Perhatian perlu diberikan untuk mencegah terjadinya pneumonia dan untuk nutrisi
yang optimal.
Bagan 39-6
Penanggulangan cedera tulang belakang dan sumsum tulang belakang
(lihat hlm. 100 dan 822/823).
Prinsip umum :
- Pikirkan selalu kemungkinan adanya cedera mielum
- Mencegah terjadinya cedera kedua
- Waspada akan tanda yang menunjukkan jejas lintang
- Lakukan evaluasi dan rehabilitasi
Tindakan
- Adakan imobilisasi di tempat kejadian ( dasar papan )
- Optimalisasi faal ABC: jalan napas, pernapasan dan peredaran darah
- Penanganan kelainan yang lebih urgen ( pneumotoraks?)
- Pemeriksaan neurologik untuk menentukan tempat lesi
- Periksaan radiologik ( kadang diperlukan )
- Tindak bedah ( dekompresi, reposisi, atau stabilisasi)
- Pencegahan penyulit
o Ileus paralaitik sonde lambung
o Penyulit kelumpuhan kandung kemih kateter
o Pneumoni
o Dekubitus
Bagan 39-7
Tindak bedah pada cedera tulang belakang dan sumsum tulang belakang
Tindakan darurat
- Luka tembus
o Peluru
o Tikam/bacok
- Sindrom sumsum anterior akut
- Gangguan neurologik progresif ( penekanan)
Tindakan elektif
- Patah tulang tidak stabil
Tujuan
- Mencegah jejas lintang
- Mempercepat penyembuhan dan revalidasi
- Memungkinkan rehabilitasi aktif
- Mempermudah
o Perawatan
o Fisioterapi aktif
Jika terdapat tanda kompresi pada sumsum belakang karena deformitas fleksi,
fragmen tulang, atau hematom, diperlukan tindakan dekompresi.
Dislokasi pada umumnya disertai instabilitas tulang belakang memerlukan
tindakan reposisi dan stabilisasi.
Pembedahan darurat dilakukan bila terdapat gangguan neurologik progresif akibat
penekanan, pada luka tembus, dan pada sindrom sumsum tulang belakang bagian depan
yang akut.
Pembedahan selalu harus dipertimbangkan untuk mempermudah perawatan dan
fisioterapi agar mobilisasi dan rehabilitasi dapat berlangsung lebih cepat. Pembedahan
akan mengurangi kemungkinan terjadinya penyulit tetapi tidak harus dilakukan sebagai
tindakan darurat untuk mengatasi gangguan stabilitas tulang belakang.
39-3-6. KOMPLIKASI
Komplikasi yang dapat terjadi pada trauma tulang belakang dan sumsum tulang
belakang berupa komplikasi akut dan kronis. Komplikasi akut terjadi pada sistem
respirasi di mana pada kasus tetraplegia dapat terjadi paralisis intercostal, kelemahan
saraf frenikus parsial serta gangguan ventilasi dan perfusi. Pada kasus paraplegia dapat
terjadi paralisis saraf interkostal setinggi level trauma. Sedangkan pada sistem
kardiovaskuler dapat terjadi perdarahan dari trauma ikutan, gangguan saraf simpatis
torakolumbal (T1-L2), gangguan tonus vagus yang dapat menyebabkan hipotensi dan
bradikardia. Komplikasi pada traktus urinarius yang terjadi adalah retensi urin akut
karena akontraktil kandung kemih.
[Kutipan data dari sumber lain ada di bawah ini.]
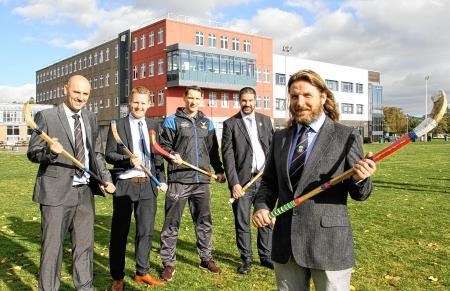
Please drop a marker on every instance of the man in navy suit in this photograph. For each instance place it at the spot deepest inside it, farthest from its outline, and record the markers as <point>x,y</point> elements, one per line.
<point>246,141</point>
<point>313,240</point>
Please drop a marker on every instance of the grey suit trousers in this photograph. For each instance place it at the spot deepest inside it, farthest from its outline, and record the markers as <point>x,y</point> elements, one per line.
<point>76,215</point>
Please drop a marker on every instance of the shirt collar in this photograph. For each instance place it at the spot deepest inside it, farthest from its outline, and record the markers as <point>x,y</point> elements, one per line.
<point>315,125</point>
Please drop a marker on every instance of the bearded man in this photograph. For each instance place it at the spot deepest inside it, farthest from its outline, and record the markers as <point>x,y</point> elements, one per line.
<point>313,240</point>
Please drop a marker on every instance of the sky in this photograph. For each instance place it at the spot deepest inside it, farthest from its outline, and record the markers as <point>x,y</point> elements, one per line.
<point>404,40</point>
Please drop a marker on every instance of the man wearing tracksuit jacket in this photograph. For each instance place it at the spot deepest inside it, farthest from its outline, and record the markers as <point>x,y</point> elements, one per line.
<point>190,136</point>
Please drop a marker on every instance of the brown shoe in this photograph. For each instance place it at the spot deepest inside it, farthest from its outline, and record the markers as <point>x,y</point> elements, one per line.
<point>147,279</point>
<point>210,266</point>
<point>118,285</point>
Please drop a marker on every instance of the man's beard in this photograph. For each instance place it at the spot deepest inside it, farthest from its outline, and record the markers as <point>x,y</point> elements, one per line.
<point>312,116</point>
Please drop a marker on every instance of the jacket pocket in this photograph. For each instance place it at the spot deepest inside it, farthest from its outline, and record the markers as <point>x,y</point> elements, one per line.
<point>335,221</point>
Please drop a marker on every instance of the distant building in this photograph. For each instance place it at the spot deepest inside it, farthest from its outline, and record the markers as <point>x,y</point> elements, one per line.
<point>13,127</point>
<point>355,91</point>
Sedangkan pada traktus gastrointestinal yang terjadi
adalah ileus paralitik dalam 48 jam pertama, bila paralisis tetap berlangsung akan
menyebabkan distensi abdomen dan menekan diafragma.
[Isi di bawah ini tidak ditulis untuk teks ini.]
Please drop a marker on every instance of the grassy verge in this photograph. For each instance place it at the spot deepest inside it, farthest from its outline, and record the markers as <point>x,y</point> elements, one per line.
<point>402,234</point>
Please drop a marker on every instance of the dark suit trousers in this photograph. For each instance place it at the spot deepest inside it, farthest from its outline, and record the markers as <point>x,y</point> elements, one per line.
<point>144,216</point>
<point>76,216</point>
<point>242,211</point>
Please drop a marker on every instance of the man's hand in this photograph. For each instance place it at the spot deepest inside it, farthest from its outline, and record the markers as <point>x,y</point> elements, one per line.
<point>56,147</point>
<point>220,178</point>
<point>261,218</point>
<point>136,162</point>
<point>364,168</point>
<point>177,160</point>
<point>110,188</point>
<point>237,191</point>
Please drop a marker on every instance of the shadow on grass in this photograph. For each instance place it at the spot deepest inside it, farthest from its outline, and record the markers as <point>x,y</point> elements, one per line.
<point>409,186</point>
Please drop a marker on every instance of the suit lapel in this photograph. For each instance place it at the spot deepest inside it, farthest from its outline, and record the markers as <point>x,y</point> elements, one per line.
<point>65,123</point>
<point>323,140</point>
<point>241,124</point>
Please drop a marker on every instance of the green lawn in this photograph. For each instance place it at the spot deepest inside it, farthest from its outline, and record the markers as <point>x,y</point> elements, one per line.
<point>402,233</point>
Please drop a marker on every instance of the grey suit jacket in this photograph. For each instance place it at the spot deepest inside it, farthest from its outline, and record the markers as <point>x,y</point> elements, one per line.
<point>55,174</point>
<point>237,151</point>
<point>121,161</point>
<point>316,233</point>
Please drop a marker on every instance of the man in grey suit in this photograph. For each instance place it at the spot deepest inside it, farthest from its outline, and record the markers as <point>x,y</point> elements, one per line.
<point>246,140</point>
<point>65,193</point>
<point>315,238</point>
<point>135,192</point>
Trauma tulang belakang pada awalnya bersifat mekanis, namun kemudian dapat timbul
iskemik yang dapat menyebabkan nekrosis serabut spinal terutama pada segmen toraks
yang memiliki kanal yang lebih sempit dan suplai darah yang lebih kurang dibanding
segmen servikal dan lumbal.
Komplikasi lanjut pada trauma tulang belakang dan sumsum tulang belakang adalah
deformitas, siringomyelia (kistik myelopati), nyeri, dan gangguan fungsi seksual.